Add leech removal and digging out splinters to the list and you’ll soon discover that with the aid of a Leatherman, lighter, and hand sanitiser, you’ve practically got your own operating theatre.

 

A Different Kind of ‘Bucket List

Bowel movements. Number twos. A morning constitutional. I’ve pooped in some fancy toilets in my time. Heated seats, luxuriously soft toilet paper, and a pleasantly aromatic reed diffuser are all little touches that can make the process of nature calling a little more comfortable.

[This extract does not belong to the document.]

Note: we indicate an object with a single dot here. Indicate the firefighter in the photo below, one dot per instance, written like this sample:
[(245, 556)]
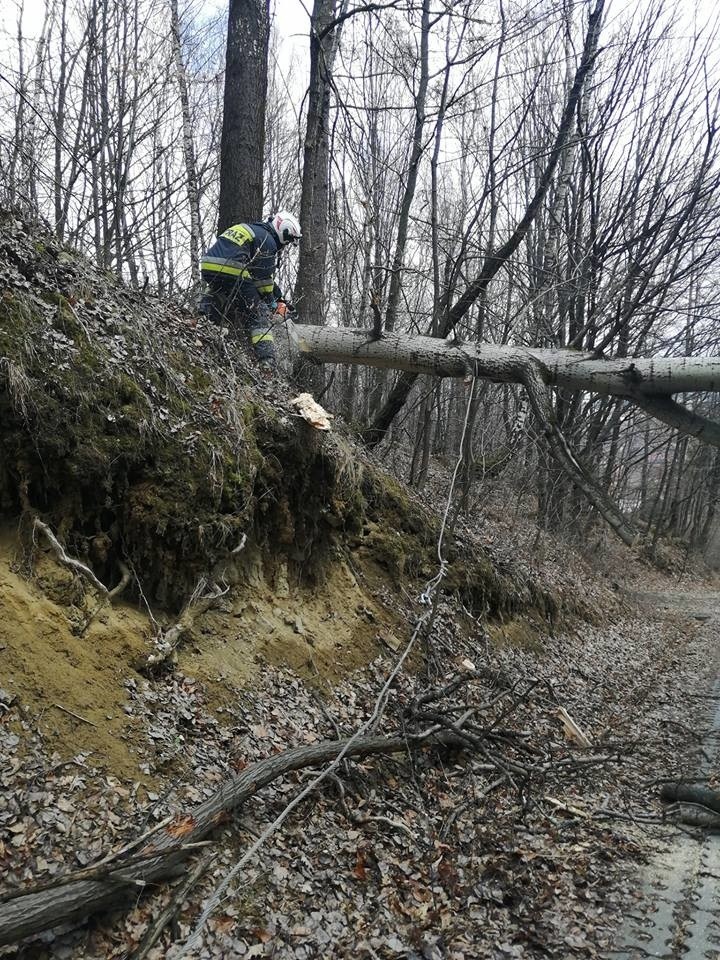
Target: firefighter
[(239, 271)]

But I’ve also pooped in what is essentially a bucket, affixed to a platform, whilst mosquitos munch on my butt cheeks and blowflies seem to mistake my more intimate areas as an opportunity for a caving adventure.

My biggest piece of advice for using a composting toilet on the trail? Unless you want to know way more about your fellow hiker’s digestive health than anyone ever should, don’t look down!

Read more: How To Poo In The Bush

 

Ready, Aim, Oops…

On the subject of toileting, you’d think that urination would be a far simpler endeavour than dealing with number twos, and for the most part, it is.

But I’d be lying if I said I’ve never crawled out of a tent in the middle of the night, donning my toasty warm down-filled camp slippers, and with only the glow of a head torch to guide me, selected a less than ideal squat-to-ground gradient.

Am I trying to say that I’ve squatted to relieve myself in my half-asleep state, and my pee has run downhill straight onto my camp slippers? Yes, yes I am. I’m not proud.

 

Honourable Mentions

Honourable mentions go to;

  • Dutch-ovening myself in a sleeping bag because it was -4 degrees and way too cold to remove my head from the bag
  • That time I spent sitting on the ground pulling apart a piece of animal poo excitedly trying to work out if it belonged to a Tasmanian Devil

My non-hiking friends might read the above list and consider me a bit of a grot, and I’m ok with that. Because the truth is that for me, part of the allure of the outdoors is the freedom to let go of the sterileness of everyday life. To strip your existence back to the bare basics and just go with it. A reminder that, without the convenience of modern luxuries, you’re just a human being in a big natural world. And that alone is worth eating a few boogers for.